For a More Comprehensive Approach to Addressing Gender Issues

May 18, 2016
Kurdish YPG fighter. Photo: Creative Commons/Flickr

"Treating gender as a separate category is dangerous," said Steven Wolfson during a presentation to Professor Margaret Jenkins' class on Gender, Violence and War on May 10. Wolfson, who is head of the Protection Training Unit of the UNHCR Global Learning Centre in Budapest, has been working on gender-related issues for decades, including in Bosnia and Afghanistan. Long at the forefront of gender issues within the UNHCR, Wolfson explained that he studied feminist law in a class taught by Catherine MacKinnon, and was the only male member of the women's rights caucus at the law school. Being a man who is interested and committed to acknowledging and addressing gender issues has not always been easy, he explained, as people often associate gender with women. For real gender mainstreaming to happen, he argued, men also need to be engaged with this work, and institutions need to see men as gendered. For example, boys are recruited to be child soldiers more often than girls due to their gender. Gender also affects the ways in which boys and girls, and women and men, experience violence, including sexual violence. While all people can be affected by conflict-related sexual violence, when boys and men experience sexual violence while in detention, it is often registered (and reported) as torture rather than sexual violence. Moreover, men and boys, and girls and women face very different social stigmas and ostracism as victims of sexual violence largely due to gender issues and gendered expectations.

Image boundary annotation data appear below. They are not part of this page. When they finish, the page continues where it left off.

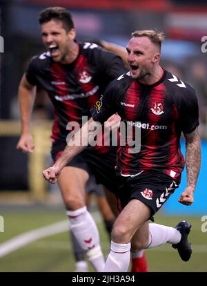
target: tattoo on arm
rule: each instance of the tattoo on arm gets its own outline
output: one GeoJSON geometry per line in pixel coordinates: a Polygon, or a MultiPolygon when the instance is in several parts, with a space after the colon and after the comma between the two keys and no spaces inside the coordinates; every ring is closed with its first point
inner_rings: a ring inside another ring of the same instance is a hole
{"type": "Polygon", "coordinates": [[[187,170],[187,185],[195,188],[201,166],[201,144],[198,128],[186,137],[186,164],[187,170]]]}

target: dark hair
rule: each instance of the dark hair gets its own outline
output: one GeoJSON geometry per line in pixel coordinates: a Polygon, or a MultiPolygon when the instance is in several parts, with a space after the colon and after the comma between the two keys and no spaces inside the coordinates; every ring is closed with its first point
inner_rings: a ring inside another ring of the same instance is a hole
{"type": "Polygon", "coordinates": [[[63,23],[64,29],[67,32],[74,28],[70,13],[62,7],[49,7],[40,12],[39,23],[41,25],[51,20],[61,21],[63,23]]]}

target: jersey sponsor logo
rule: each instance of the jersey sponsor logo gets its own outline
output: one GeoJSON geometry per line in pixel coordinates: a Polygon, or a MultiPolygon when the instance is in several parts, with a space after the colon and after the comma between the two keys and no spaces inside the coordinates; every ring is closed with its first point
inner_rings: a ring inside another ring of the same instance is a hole
{"type": "Polygon", "coordinates": [[[99,113],[101,111],[101,108],[102,106],[102,100],[103,100],[103,95],[101,96],[100,99],[98,100],[95,105],[95,107],[96,108],[97,113],[99,113]]]}
{"type": "Polygon", "coordinates": [[[172,77],[171,79],[168,79],[168,80],[171,82],[181,82],[181,84],[177,84],[176,85],[181,88],[186,88],[186,86],[181,79],[178,79],[178,78],[172,73],[172,77]]]}
{"type": "Polygon", "coordinates": [[[79,76],[79,82],[81,82],[82,84],[88,84],[92,79],[92,77],[86,70],[83,70],[81,73],[80,73],[79,76]]]}
{"type": "Polygon", "coordinates": [[[66,82],[51,82],[51,84],[54,86],[61,86],[66,84],[66,82]]]}
{"type": "Polygon", "coordinates": [[[125,102],[121,102],[121,105],[124,105],[124,106],[128,106],[128,107],[135,107],[135,104],[128,104],[125,102]]]}
{"type": "Polygon", "coordinates": [[[150,109],[152,111],[152,113],[156,115],[161,115],[162,113],[164,113],[164,111],[163,111],[163,105],[161,102],[157,104],[157,102],[155,102],[153,107],[152,107],[152,108],[150,109]]]}
{"type": "Polygon", "coordinates": [[[153,192],[152,190],[146,188],[145,190],[141,192],[141,196],[146,200],[152,200],[153,192]]]}
{"type": "Polygon", "coordinates": [[[99,46],[97,44],[95,43],[89,43],[89,42],[86,42],[84,44],[83,46],[83,49],[86,50],[86,48],[90,48],[91,50],[92,50],[95,48],[99,48],[99,46]]]}
{"type": "Polygon", "coordinates": [[[120,76],[117,78],[117,80],[120,80],[120,79],[124,79],[124,73],[123,75],[120,75],[120,76]]]}
{"type": "Polygon", "coordinates": [[[166,130],[168,128],[166,125],[150,125],[149,123],[141,123],[139,121],[126,121],[126,123],[131,126],[141,128],[147,130],[166,130]]]}

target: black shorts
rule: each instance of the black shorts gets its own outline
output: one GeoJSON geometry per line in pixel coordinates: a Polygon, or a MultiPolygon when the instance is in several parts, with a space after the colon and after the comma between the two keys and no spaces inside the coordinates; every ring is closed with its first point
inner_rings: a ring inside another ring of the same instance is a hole
{"type": "MultiPolygon", "coordinates": [[[[52,144],[51,156],[55,162],[61,154],[66,144],[58,142],[52,144]]],[[[95,176],[97,184],[105,186],[110,191],[116,193],[117,189],[116,165],[117,147],[110,147],[106,153],[100,153],[92,147],[87,147],[77,155],[67,166],[80,168],[89,175],[95,176]]]]}
{"type": "Polygon", "coordinates": [[[151,217],[167,201],[179,183],[164,173],[152,171],[141,173],[135,178],[119,176],[119,188],[117,193],[119,210],[132,199],[137,199],[148,206],[151,217]]]}

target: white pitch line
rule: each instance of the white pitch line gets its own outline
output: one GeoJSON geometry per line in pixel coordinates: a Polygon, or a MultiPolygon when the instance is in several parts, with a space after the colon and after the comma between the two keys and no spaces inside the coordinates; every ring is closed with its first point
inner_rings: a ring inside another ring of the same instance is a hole
{"type": "MultiPolygon", "coordinates": [[[[37,242],[35,245],[33,245],[33,248],[50,248],[50,249],[68,249],[70,245],[68,242],[66,241],[46,241],[42,240],[37,242]]],[[[170,247],[170,245],[163,245],[160,247],[150,248],[150,249],[146,249],[148,251],[160,251],[160,252],[176,252],[172,247],[170,247]]],[[[206,254],[207,253],[207,245],[193,245],[193,253],[199,253],[199,254],[206,254]]]]}
{"type": "MultiPolygon", "coordinates": [[[[93,213],[92,217],[97,222],[101,220],[98,212],[93,213]]],[[[70,229],[70,227],[69,220],[66,220],[14,236],[6,242],[0,244],[0,258],[40,238],[66,232],[70,229]]]]}
{"type": "Polygon", "coordinates": [[[0,258],[40,238],[65,232],[68,227],[69,220],[62,220],[15,236],[0,245],[0,258]]]}

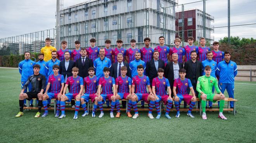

Wolfson said that there has been broad agreement at UNHCR and at many other organizations for some time on the need to mainstream gender issues. Given UNHCR's long-time work on gender mainstreaming and leadership on gender issues, it came as a surprise to many in the class to see that the definition of protection at the heart of UNHCR operations does not mention women or gender. What this reflects, according to Wolfson, are efforts to really mainstream gender in UNHCR operations, and is not indicative of an exclusion of gender considerations. Adding "women and gender language" often just "casts the issue to one side." Instead, UNHCR works to integrate gender in all of its operations by using "an age, gender, and diversity lens." This lens, which is embedded in UNHCR programmatic software, requires UNHCR staff to consider the different variables and intersecting protection concerns that need to be addressed when responding to refugees and migrants. The only way UNHCR can offer effective protection, Wolfson explained, is by considering the gendered ways in which individuals' protection is threatened and compromised by displacement, and by conflict.